I'm playing with a one-vs-all Logistic Regression classifier using Scikit-Learn (sklearn). I have a large dataset that is too slow to run all at one go; also I would like to study the learning curve as the training proceeds.
I would like to use batch gradient descent to train my classifier in batches of, say, 500 samples. Is there some way of using sklearn to do this, or should I abandon sklearn and "roll my own"?
This is what I have so far:
from sklearn.linear_model import LogisticRegression
from sklearn.multiclass import OneVsRestClassifier
# xs are subsets of my training data, ys are ground truth for same; I have more
# data available for further training and cross-validation:
xs.shape, ys.shape
# => ((500, 784), (500))
lr = OneVsRestClassifier(LogisticRegression())
lr.fit(xs, ys)
lr.predict(xs[0,:])
# => [ 1.]
ys[0]
# => 1.0
I.e. it correctly identifies a training sample (yes, I realize it would be better to evaluate it with new data -- this is just a quick smoke-test).

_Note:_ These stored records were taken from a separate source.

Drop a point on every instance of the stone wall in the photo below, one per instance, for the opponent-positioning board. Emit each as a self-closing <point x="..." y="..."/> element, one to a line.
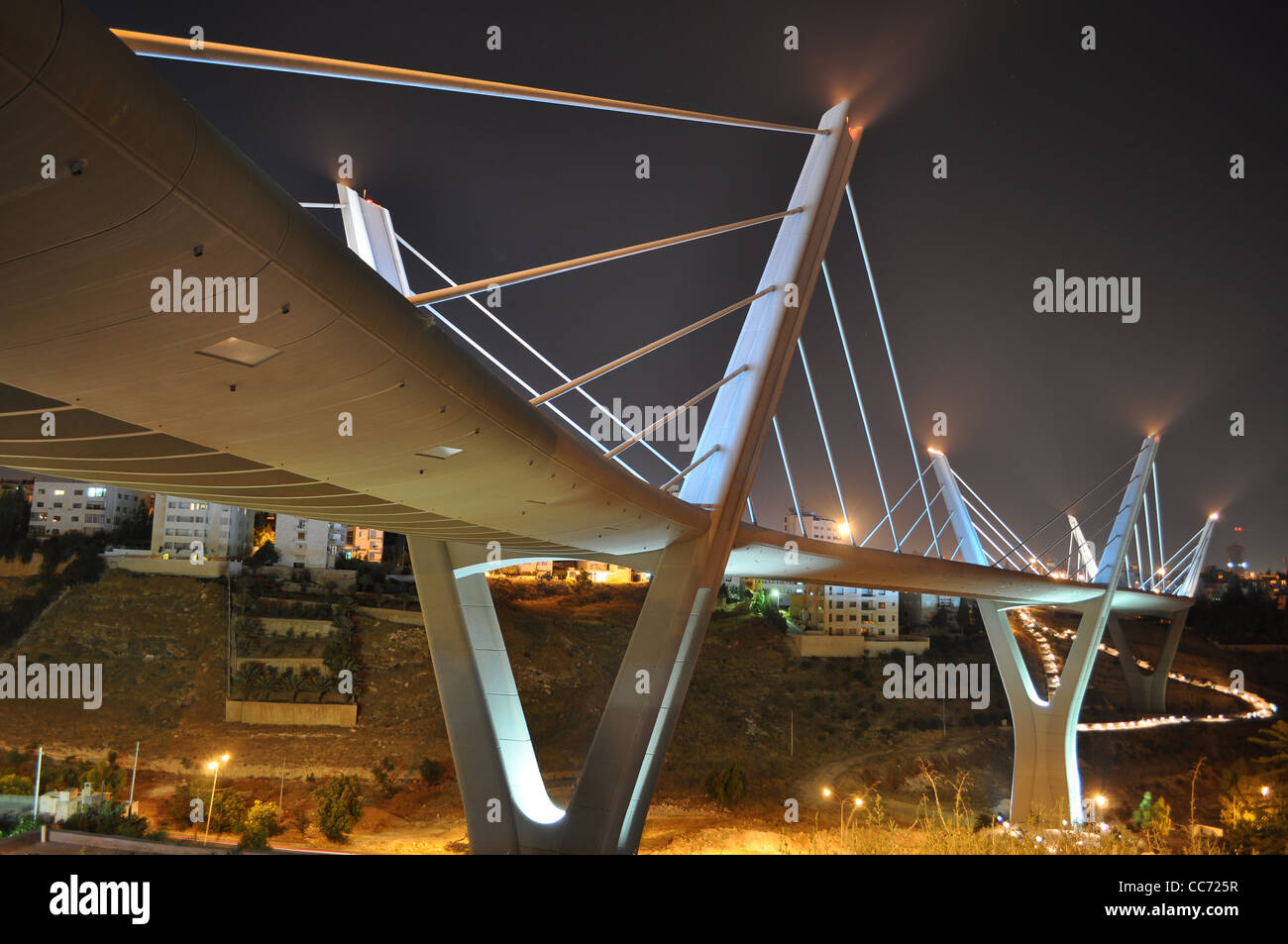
<point x="857" y="646"/>
<point x="291" y="712"/>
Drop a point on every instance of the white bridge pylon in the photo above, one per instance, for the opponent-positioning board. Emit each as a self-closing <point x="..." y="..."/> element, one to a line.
<point x="1046" y="781"/>
<point x="507" y="807"/>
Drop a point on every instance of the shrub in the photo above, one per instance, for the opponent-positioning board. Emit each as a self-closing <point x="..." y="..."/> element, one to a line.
<point x="228" y="813"/>
<point x="16" y="785"/>
<point x="726" y="785"/>
<point x="254" y="836"/>
<point x="266" y="815"/>
<point x="384" y="775"/>
<point x="108" y="819"/>
<point x="339" y="806"/>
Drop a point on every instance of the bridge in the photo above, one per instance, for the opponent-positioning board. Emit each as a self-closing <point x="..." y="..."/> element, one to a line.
<point x="455" y="450"/>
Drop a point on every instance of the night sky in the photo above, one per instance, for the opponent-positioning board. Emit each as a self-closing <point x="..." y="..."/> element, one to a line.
<point x="1107" y="162"/>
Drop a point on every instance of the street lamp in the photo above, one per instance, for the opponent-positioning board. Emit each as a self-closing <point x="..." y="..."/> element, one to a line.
<point x="210" y="810"/>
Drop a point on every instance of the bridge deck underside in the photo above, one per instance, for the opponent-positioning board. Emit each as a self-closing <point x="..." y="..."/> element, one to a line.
<point x="137" y="404"/>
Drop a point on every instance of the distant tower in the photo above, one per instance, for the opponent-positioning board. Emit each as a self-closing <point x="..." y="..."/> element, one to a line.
<point x="1235" y="553"/>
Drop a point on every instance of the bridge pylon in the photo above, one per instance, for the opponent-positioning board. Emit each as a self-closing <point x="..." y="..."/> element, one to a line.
<point x="1046" y="782"/>
<point x="506" y="805"/>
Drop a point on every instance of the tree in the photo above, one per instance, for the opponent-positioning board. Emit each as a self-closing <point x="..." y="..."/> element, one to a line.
<point x="295" y="682"/>
<point x="339" y="806"/>
<point x="1153" y="816"/>
<point x="726" y="785"/>
<point x="14" y="517"/>
<point x="228" y="813"/>
<point x="262" y="822"/>
<point x="16" y="785"/>
<point x="107" y="776"/>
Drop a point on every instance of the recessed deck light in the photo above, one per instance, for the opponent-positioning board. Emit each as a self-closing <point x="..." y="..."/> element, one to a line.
<point x="439" y="452"/>
<point x="240" y="352"/>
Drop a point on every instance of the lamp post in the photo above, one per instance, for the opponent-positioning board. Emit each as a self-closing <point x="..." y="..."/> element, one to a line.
<point x="210" y="810"/>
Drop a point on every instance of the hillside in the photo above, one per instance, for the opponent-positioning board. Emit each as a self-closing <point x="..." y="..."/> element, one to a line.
<point x="797" y="725"/>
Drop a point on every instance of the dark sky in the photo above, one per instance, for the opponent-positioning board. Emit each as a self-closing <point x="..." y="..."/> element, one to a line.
<point x="1107" y="162"/>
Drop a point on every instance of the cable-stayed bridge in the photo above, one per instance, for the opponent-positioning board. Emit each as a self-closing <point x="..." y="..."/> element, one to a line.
<point x="455" y="449"/>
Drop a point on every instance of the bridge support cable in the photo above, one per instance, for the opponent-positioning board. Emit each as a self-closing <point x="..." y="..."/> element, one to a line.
<point x="941" y="530"/>
<point x="1167" y="583"/>
<point x="1158" y="515"/>
<point x="894" y="507"/>
<point x="1170" y="566"/>
<point x="827" y="446"/>
<point x="894" y="372"/>
<point x="863" y="413"/>
<point x="694" y="465"/>
<point x="1192" y="579"/>
<point x="610" y="798"/>
<point x="979" y="517"/>
<point x="522" y="382"/>
<point x="1000" y="520"/>
<point x="647" y="349"/>
<point x="537" y="355"/>
<point x="224" y="54"/>
<point x="1140" y="563"/>
<point x="482" y="284"/>
<point x="369" y="231"/>
<point x="992" y="544"/>
<point x="925" y="514"/>
<point x="1067" y="507"/>
<point x="668" y="417"/>
<point x="1149" y="540"/>
<point x="797" y="507"/>
<point x="958" y="513"/>
<point x="1081" y="544"/>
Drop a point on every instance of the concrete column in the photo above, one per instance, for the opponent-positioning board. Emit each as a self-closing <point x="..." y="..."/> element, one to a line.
<point x="506" y="805"/>
<point x="1147" y="693"/>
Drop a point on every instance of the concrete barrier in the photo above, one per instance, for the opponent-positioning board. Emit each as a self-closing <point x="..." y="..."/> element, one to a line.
<point x="291" y="712"/>
<point x="174" y="567"/>
<point x="842" y="647"/>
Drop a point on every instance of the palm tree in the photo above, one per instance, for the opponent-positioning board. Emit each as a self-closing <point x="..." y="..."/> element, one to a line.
<point x="321" y="684"/>
<point x="295" y="682"/>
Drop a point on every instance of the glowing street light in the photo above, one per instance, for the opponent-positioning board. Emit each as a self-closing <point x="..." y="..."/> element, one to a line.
<point x="210" y="810"/>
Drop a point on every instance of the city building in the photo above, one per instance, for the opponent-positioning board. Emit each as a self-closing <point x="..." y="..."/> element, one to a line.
<point x="919" y="609"/>
<point x="60" y="507"/>
<point x="307" y="541"/>
<point x="364" y="544"/>
<point x="226" y="532"/>
<point x="833" y="610"/>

R.e. batch gradient descent: I haven't gotten as far as creating learning curves, but can one simply run fit repeatedly on subsequent subsets of the training data? Or is there some other function to train in batches? The documentation and Google are fairly silent on the matter. Thanks!
What you want is not batch gradient descent, but stochastic gradient descent; batch learning means learning on the entire training set in one go, while what you describe is properly called minibatch learning. That's implemented in sklearn.linear_model.SGDClassifier, which fits a logistic regression model if you give it the option loss="log".
With SGDClassifier, like with LogisticRegression, there's no need to wrap the estimator in a OneVsRestClassifier -- both do one-vs-all training out of the box.
# you'll have to set a few other options to get good estimates,
# in particular n_iterations, but this should get you going
lr = SGDClassifier(loss="log")
Then, to train on minibatches, use the partial_fit method instead of fit. The first time around, you have to feed it a list of classes because not all classes may be present in each minibatch:
import numpy as np
classes = np.unique(["ham", "spam", "eggs"])
for xs, ys in minibatches:
lr.partial_fit(xs, ys, classes=classes)
(Here, I'm passing classes for each minibatch, which isn't necessary but doesn't hurt either and makes the code shorter.)